Reliable measurements of tumour size are important in order to assess for tumour size and interval change. Although good to excellent reliability of the linear dimensions was achieved in this study (ICC 0.79–0.95), it is known that linear dimensions are prone to measurement error and that the reliability and agreement can be improved by volumetric analysis. Volume measures also have the optimum ability to define change between serial scans when accounting for measurement error. This is corroborated by our finding of 6- and 12-week post-treatment interval changes only being statistically significant on volumetric analysis. However, although algorithms are rapidly evolving, there are currently challenges to the routine use of volume analysis in clinical practice and linear dimensions remain widely practised.
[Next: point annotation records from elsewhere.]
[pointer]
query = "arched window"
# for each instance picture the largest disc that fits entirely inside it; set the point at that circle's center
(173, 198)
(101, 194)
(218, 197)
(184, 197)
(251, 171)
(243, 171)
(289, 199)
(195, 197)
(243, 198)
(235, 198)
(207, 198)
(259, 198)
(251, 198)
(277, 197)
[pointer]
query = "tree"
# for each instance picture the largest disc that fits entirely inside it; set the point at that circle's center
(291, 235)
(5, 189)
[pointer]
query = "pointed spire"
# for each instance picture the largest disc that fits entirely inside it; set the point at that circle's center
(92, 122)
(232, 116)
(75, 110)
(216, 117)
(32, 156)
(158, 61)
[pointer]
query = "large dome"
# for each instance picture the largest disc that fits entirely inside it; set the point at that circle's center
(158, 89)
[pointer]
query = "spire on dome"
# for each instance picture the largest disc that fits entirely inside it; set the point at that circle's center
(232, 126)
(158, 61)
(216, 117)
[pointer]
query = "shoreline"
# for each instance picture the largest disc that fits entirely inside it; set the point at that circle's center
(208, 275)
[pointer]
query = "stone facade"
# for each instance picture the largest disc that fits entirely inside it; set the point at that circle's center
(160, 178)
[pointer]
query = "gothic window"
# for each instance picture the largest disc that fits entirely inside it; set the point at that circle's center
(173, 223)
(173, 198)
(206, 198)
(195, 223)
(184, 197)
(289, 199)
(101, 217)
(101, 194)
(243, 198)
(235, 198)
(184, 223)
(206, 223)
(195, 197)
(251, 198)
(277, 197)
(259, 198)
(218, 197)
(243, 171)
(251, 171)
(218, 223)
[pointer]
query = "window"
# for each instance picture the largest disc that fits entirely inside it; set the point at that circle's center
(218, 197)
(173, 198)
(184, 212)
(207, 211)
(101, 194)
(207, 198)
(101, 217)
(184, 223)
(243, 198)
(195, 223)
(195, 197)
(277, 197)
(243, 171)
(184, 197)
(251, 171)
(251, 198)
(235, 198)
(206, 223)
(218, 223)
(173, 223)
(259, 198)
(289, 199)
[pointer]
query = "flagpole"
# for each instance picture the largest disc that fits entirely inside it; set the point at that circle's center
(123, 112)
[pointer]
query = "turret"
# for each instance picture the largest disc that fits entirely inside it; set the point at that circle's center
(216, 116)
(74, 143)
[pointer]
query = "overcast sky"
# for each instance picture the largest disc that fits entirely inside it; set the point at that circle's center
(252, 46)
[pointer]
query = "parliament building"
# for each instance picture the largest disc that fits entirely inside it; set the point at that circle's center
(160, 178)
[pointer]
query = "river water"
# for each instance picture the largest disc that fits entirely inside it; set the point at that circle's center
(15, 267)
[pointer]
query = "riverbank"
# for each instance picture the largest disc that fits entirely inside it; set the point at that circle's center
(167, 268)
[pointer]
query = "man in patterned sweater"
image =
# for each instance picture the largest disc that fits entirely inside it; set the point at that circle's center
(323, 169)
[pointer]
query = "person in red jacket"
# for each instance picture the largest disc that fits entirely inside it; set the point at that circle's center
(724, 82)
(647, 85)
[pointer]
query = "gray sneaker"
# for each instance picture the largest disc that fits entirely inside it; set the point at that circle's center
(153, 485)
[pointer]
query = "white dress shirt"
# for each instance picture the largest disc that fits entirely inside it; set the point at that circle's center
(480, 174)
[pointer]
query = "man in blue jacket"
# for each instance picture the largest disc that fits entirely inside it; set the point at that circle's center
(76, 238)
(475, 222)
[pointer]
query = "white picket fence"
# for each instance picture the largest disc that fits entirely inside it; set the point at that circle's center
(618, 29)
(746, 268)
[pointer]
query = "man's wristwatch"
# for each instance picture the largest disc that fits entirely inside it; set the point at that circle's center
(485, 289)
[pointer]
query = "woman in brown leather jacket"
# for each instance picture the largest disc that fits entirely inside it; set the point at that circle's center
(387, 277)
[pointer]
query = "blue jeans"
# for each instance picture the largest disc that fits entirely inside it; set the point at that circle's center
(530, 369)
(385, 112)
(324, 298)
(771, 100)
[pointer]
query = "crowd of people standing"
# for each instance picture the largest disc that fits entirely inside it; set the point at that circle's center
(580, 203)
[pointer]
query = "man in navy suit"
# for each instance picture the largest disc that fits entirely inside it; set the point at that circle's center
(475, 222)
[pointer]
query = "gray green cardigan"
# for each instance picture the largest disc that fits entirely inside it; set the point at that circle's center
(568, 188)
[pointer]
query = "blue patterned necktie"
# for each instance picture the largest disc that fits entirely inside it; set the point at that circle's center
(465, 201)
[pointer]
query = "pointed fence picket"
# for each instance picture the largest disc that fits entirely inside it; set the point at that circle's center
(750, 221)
Some limitations of this study are recognised. Firstly, nodal analysis was limited to the single largest node; however, it is possible that this was not representative, and although lymph node cystic and necrotic change analyses were combined, they are known to have differing aetiology and prognostic implications. In addition, the nodal signal evaluation was limited and additional criteria such as nodal DWI signal and T2w signal may be evaluated in future studies [20]. Secondly, the unexpected high proportion of HPV-OPC patients recruited in the prospective study restricted the subgroup analysis, with a limited sample of other HNSCC, and with the low number of treatment failures limiting the interpretation of the comparison with 2-year outcomes.

Conclusion

Our results would support the premise that 6 weeks post-CRT would be an appropriate interval for a reference MRI following CRT for stage 3 and 4 HNSCC primary tumours. The exceptions are when there is HPV-OPC with nodal disease, or when volumetric analysis is routinely performed, in which case a 12-week post-CRT reference study may be more appropriate.